10 September marks World Suicide Prevention Day and, this year, the call is to ‘start the conversation’. Here, we outline the ASK method as a way of starting the conversation.

Please note: this blog discusses suicide, the tips are not a substitute for professional mental health advice. If you or someone you know is in crisis, please seek immediate help from a mental health professional or emergency services.

That may feel challenging, but by starting a conversation with someone, you’re giving them the chance to express how they feel and get the help they need.

First, let’s dispel the myth that by asking about suicide you are putting ideas in the person’s head. Mental health trainer Julie Castleman says: “There is no evidence that talking confidently and with knowledge, about suicide increases a person’s intent.  Evidence suggests that if we ask the person about suicide, and signpost them to sources of support, it can be a relief, giving them the opportunity to share how they are feeling and find the help that they need to stay safe”

We asked Julie for some simple tips on how you can open up a conversation with someone who you are concerned may be having suicidal thoughts.

 

Ask directly

Start by showing the person you’ve noticed something different about them, for example that they’ve seemed withdrawn or are expressing feelings of worthlessness. (It’s worth remembering, however, that it isn’t always possible to tell that a person is contemplating suicide.) Ask them how they are and, if they say, “I’m fine”, ask again. Keep the lines of conversation open with them and check in more than once.

Don’t be afraid to ask a direct question about thoughts of suicide, for example: “I’ve noticed that you’re feeling down, and I’ve heard you say that you don’t want to be around. Are you thinking about suicide?”

Avoid questions that belittle or challenge what they may be feeling, for example: “I hope you’re not thinking of doing something silly or stupid?”

 

Seek more information

Asking more questions will help to demonstrate empathy , showing that you care about the person, for example: “How long have you felt like this?” and “Have you talked to anyone about how you’re feeling?”

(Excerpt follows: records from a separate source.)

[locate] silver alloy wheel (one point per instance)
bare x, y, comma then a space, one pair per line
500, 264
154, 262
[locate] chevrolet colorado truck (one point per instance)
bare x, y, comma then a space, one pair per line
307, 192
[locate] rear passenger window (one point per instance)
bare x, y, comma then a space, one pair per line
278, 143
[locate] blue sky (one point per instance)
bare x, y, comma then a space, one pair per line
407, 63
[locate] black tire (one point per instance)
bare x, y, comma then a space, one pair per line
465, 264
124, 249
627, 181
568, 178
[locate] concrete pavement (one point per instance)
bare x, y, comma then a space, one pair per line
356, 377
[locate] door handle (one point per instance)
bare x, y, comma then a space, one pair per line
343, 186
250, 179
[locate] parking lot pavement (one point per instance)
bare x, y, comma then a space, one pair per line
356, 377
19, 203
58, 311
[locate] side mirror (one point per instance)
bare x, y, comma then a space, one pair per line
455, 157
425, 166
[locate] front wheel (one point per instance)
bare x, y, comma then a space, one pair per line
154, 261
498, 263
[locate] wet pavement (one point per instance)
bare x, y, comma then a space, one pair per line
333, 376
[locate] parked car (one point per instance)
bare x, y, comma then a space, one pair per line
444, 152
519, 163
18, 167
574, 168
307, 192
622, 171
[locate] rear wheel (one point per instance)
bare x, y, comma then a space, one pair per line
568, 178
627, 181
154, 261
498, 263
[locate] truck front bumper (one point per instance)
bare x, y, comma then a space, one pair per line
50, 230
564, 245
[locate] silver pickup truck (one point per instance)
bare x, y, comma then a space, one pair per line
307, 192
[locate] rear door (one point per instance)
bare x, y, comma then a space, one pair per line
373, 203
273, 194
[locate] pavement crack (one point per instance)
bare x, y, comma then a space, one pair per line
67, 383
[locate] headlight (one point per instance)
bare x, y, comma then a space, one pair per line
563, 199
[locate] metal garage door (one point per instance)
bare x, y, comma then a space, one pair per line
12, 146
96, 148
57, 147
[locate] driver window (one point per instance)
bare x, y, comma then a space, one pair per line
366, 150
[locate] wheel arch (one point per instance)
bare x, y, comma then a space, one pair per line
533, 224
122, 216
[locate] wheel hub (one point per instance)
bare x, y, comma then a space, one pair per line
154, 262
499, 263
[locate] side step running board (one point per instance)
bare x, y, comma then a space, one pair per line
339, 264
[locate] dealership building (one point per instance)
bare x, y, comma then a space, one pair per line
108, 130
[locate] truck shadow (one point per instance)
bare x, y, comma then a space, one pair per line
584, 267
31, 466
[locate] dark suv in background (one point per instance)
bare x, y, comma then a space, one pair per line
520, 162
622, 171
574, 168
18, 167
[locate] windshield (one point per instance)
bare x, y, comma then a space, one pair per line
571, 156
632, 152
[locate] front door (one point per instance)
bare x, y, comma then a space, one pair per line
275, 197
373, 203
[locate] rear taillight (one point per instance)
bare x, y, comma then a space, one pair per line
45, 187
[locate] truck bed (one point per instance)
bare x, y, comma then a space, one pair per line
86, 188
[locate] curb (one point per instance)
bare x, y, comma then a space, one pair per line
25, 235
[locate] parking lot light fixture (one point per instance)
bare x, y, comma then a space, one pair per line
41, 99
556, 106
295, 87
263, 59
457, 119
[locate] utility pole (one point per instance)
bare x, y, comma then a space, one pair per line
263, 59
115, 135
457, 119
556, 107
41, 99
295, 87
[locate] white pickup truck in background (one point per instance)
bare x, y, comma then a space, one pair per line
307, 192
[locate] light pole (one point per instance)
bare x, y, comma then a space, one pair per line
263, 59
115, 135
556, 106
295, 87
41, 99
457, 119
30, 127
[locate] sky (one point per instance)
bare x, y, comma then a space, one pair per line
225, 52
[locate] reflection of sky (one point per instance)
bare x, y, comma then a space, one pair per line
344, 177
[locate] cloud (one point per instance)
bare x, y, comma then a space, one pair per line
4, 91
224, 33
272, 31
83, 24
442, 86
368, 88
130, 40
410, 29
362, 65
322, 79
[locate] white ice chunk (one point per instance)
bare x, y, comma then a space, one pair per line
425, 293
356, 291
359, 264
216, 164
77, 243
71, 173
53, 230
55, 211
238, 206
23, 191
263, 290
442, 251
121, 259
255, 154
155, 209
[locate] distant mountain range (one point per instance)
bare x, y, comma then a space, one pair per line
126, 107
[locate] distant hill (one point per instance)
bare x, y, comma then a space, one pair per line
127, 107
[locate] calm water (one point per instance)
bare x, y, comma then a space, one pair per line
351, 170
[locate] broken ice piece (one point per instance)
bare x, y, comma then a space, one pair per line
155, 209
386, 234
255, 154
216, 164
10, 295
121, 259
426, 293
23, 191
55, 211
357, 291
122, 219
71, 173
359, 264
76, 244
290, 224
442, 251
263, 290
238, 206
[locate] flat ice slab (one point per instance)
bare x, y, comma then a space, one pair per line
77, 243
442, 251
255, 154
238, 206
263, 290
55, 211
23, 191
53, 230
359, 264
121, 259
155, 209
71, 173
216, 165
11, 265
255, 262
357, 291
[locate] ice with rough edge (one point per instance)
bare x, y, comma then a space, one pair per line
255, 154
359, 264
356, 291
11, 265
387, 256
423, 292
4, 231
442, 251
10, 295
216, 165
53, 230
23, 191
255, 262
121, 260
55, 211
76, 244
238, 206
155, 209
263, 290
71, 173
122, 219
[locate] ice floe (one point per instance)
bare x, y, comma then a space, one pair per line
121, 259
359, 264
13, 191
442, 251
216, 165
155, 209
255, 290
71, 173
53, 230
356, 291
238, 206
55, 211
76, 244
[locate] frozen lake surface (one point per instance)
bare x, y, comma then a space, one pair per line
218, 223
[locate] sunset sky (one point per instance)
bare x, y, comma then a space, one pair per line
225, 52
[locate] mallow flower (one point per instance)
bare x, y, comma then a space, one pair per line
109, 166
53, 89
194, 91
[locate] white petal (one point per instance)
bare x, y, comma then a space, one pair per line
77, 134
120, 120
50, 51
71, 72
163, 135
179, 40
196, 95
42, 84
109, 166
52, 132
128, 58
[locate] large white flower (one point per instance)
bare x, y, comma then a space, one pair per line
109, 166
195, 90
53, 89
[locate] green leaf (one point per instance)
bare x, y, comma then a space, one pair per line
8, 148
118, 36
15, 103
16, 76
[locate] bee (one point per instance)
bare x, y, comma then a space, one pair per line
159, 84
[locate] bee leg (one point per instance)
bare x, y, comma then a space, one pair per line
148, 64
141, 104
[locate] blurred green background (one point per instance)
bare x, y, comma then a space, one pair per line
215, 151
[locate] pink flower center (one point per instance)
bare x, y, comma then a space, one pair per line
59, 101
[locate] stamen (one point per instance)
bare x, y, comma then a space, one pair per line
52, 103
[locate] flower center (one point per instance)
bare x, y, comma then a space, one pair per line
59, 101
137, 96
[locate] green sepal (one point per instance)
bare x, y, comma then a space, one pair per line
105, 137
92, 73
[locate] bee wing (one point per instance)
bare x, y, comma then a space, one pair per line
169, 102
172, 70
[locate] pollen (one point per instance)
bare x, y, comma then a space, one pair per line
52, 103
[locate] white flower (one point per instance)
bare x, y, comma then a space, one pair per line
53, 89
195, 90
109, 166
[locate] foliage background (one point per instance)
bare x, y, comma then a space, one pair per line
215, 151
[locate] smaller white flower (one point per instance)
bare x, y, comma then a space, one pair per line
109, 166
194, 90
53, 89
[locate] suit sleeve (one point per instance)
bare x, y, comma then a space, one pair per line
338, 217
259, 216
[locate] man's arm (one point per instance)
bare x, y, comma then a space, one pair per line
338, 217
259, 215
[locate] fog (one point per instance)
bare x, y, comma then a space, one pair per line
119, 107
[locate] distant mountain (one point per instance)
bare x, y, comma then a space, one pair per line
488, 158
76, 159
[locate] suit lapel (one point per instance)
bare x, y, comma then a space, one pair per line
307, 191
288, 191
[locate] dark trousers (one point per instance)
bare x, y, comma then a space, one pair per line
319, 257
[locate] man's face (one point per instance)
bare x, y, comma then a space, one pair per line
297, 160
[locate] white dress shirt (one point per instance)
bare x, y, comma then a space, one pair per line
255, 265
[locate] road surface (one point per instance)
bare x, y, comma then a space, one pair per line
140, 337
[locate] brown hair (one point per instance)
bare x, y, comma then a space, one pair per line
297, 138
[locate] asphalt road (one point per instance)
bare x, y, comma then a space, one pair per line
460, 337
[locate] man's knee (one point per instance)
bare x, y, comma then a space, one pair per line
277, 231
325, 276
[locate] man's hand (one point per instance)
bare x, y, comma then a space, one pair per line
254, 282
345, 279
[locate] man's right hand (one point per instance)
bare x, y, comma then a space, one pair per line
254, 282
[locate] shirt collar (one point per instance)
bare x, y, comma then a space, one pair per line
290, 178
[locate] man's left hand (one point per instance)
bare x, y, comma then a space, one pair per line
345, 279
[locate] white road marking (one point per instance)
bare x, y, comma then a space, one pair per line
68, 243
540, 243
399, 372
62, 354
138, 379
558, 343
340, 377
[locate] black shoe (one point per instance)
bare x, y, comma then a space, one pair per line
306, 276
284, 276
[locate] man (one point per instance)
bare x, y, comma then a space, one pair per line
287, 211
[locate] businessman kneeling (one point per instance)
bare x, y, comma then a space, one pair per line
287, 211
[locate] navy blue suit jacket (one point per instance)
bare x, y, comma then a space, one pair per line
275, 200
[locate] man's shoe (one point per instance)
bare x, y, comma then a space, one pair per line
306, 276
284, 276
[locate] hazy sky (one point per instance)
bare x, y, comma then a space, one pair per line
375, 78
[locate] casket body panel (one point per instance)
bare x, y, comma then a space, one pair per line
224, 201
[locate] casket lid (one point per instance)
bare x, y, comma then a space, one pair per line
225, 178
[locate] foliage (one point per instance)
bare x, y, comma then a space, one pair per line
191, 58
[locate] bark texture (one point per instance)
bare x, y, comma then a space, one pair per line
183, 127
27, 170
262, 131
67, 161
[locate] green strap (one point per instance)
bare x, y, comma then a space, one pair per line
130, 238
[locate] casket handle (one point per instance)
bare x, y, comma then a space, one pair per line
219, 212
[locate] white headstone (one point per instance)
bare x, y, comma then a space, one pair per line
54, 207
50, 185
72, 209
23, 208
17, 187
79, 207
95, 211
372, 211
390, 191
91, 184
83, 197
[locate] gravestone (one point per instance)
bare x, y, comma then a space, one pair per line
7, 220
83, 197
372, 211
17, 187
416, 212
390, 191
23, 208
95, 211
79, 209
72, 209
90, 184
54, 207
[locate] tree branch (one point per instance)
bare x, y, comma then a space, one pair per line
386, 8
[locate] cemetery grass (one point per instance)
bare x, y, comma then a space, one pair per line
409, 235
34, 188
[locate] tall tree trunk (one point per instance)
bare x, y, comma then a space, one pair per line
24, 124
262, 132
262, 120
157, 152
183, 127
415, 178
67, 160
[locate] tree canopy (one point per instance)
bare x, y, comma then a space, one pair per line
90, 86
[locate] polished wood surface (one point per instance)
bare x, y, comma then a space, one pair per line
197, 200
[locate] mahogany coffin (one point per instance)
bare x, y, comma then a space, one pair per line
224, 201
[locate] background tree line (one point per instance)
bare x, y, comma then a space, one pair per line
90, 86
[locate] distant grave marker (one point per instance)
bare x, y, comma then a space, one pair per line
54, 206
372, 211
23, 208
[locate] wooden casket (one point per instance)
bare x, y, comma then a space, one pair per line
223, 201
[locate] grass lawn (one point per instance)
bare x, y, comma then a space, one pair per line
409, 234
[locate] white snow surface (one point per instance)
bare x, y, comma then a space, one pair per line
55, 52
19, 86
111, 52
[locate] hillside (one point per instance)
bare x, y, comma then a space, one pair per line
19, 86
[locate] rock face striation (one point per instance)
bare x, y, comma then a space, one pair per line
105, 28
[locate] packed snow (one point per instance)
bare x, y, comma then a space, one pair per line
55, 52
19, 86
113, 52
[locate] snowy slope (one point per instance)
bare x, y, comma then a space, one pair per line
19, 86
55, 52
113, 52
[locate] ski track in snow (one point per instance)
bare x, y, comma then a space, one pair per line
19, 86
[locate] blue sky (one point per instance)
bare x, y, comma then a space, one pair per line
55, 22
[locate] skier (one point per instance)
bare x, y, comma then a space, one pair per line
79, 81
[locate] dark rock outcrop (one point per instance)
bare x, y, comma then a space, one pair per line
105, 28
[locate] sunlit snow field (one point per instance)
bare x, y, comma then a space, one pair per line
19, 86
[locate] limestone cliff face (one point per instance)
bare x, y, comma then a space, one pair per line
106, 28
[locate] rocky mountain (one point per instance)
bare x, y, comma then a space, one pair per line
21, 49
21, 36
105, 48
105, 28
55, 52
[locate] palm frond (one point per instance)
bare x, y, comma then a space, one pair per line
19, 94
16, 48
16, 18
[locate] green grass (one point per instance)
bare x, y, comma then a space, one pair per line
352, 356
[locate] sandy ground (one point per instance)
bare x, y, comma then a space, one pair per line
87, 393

Be aware that it’s generally not true that people who are thinking about suicide want to die; what they want is for the difficult feelings that they’re experiencing to stop or the situation they are in to change.

 

Know what to do next

Know what help and resources are available and help the person access the most suitable ones:

  • Their GP, call 111 or, in a crisis, call 999
  • SHOUT: text SHOUT to 85258, a 24/7 text service for anyone in crisis
  • Samaritans: call 116 123, email jo@samaritans.org, online Samaritans.org

Resources that support you are just as valuable, both to help you have the conversation and for your own self-care. Talking about suicide isn’t easy and may bring up difficult feelings in you as well.